When discussing probability, the notion of binary events is fundamental. These are situations with two mutually exclusive outcomes; for example, flipping a coin results in either 'heads' or 'tails.' In the context of births, as given in our exercise, we define the sex of a newborn as a binary event - it can be a girl (G) or a boy (B), but not both.

Understanding binary events is crucial for students as it sets the foundation for more complex probability scenarios. In the given exercise, with each birth being independent and having a binary outcome, we’re looking at repeated instances of a binary event. This simplicity allows us to use straightforward multiplication to calculate the combined probability of successive events.

The concept of independent events is another key pillar of probability theory. In the realm of probability, events are considered independent if the outcome of one event does not influence the outcome of another. This means that the result of one birth being a boy or girl does not affect the result of the next birth.

To illustrate, imagine rolling a die. The result of the first roll does not affect the result of the second roll - each roll is independent of the other. Similarly, in our exercise problem, the probability of each birth resulting in a girl is not impacted by previous births.
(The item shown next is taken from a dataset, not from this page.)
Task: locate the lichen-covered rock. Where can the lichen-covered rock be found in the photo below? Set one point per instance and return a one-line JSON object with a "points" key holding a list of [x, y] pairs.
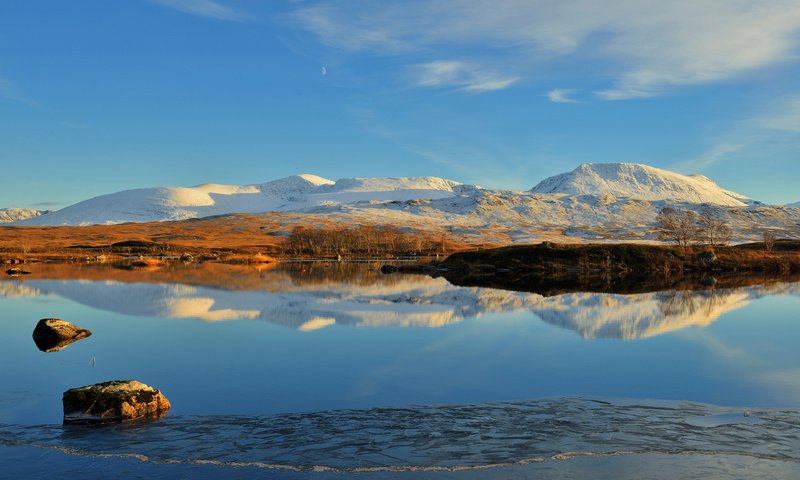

This independency is why we can multiply the probabilities of each event together when calculating the overall likelihood of consecutive outcomes.
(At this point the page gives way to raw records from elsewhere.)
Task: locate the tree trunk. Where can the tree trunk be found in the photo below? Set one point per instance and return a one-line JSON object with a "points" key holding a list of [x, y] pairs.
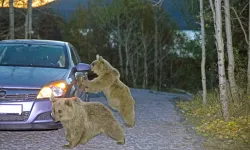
{"points": [[127, 60], [12, 20], [220, 53], [119, 46], [160, 69], [29, 19], [155, 51], [145, 67], [248, 66], [203, 61], [231, 76]]}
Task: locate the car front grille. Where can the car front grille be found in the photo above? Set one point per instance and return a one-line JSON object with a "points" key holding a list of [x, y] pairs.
{"points": [[13, 117], [19, 97], [44, 116]]}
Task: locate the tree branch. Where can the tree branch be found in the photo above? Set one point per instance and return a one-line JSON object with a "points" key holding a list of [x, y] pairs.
{"points": [[241, 25]]}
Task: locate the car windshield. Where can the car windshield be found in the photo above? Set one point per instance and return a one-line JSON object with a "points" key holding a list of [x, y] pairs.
{"points": [[33, 55]]}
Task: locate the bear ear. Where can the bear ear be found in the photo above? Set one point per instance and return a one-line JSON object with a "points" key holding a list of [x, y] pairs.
{"points": [[97, 56], [68, 103], [52, 98]]}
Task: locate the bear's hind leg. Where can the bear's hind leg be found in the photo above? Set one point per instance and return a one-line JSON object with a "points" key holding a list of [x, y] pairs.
{"points": [[74, 141], [87, 136], [128, 115], [115, 132]]}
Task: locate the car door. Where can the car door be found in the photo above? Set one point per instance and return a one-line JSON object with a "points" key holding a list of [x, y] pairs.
{"points": [[76, 59]]}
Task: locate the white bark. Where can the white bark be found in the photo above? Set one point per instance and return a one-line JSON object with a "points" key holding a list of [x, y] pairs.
{"points": [[145, 55], [203, 60], [220, 52], [12, 20], [119, 45], [231, 64], [248, 66], [155, 50]]}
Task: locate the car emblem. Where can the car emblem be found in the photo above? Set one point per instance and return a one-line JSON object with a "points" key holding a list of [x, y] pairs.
{"points": [[2, 93]]}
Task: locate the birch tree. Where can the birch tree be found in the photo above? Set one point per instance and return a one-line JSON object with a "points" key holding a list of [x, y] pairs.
{"points": [[216, 10], [230, 53], [203, 60], [248, 42], [12, 20]]}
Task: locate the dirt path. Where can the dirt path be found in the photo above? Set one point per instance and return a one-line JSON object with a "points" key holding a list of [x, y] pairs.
{"points": [[158, 127]]}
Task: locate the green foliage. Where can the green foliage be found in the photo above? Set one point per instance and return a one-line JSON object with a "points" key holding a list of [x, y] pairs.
{"points": [[208, 120]]}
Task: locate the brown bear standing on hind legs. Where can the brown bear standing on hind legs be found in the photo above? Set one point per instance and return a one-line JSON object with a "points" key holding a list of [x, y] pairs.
{"points": [[117, 93], [84, 120]]}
The process of calculating probabilities may seem daunting at first, but once the principles of binary and independent events are understood, it becomes much more manageable. To calculate the probability of multiple independent events occurring in sequence, as in the birth scenario provided, one must simply multiply the individual probabilities of each event.
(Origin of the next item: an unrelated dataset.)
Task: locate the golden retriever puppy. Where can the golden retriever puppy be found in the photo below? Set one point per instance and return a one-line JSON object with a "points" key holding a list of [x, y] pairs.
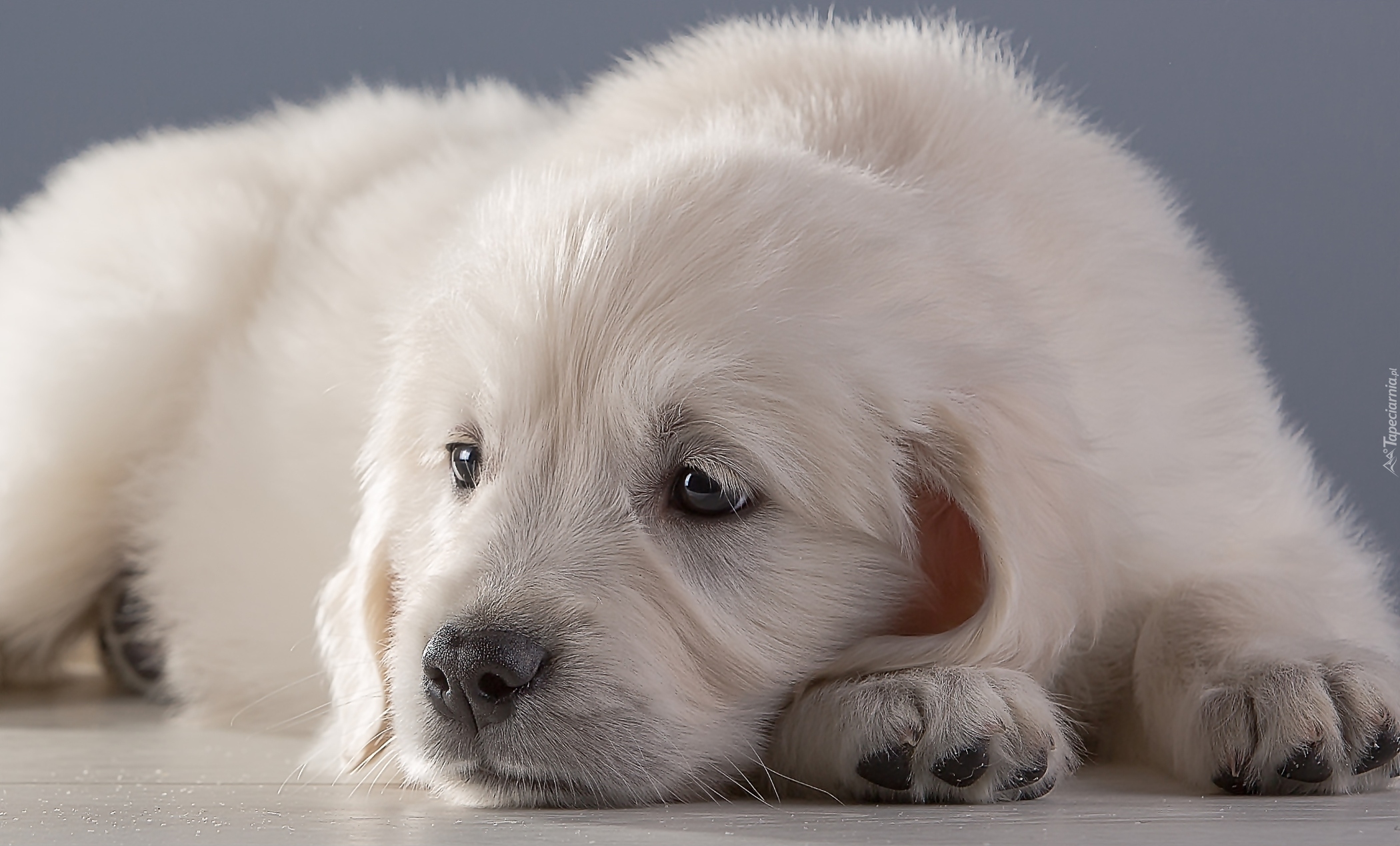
{"points": [[809, 397]]}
In the exercise, the probability of a single birth resulting in a girl is 0.5. Since the births are independent, the probability of five girls is calculated by multiplying the probability of one girl five times, represented mathematically as \(P(GGGGG) = P(G) \times P(G) \times P(G) \times P(G) \times P(G)\). This results in \(0.5^5\), or 0.03125, which is a 3.125% chance of all five births being girls. Understand that this calculation method holds true as long as the binary events are independent and have consistent probability outcomes.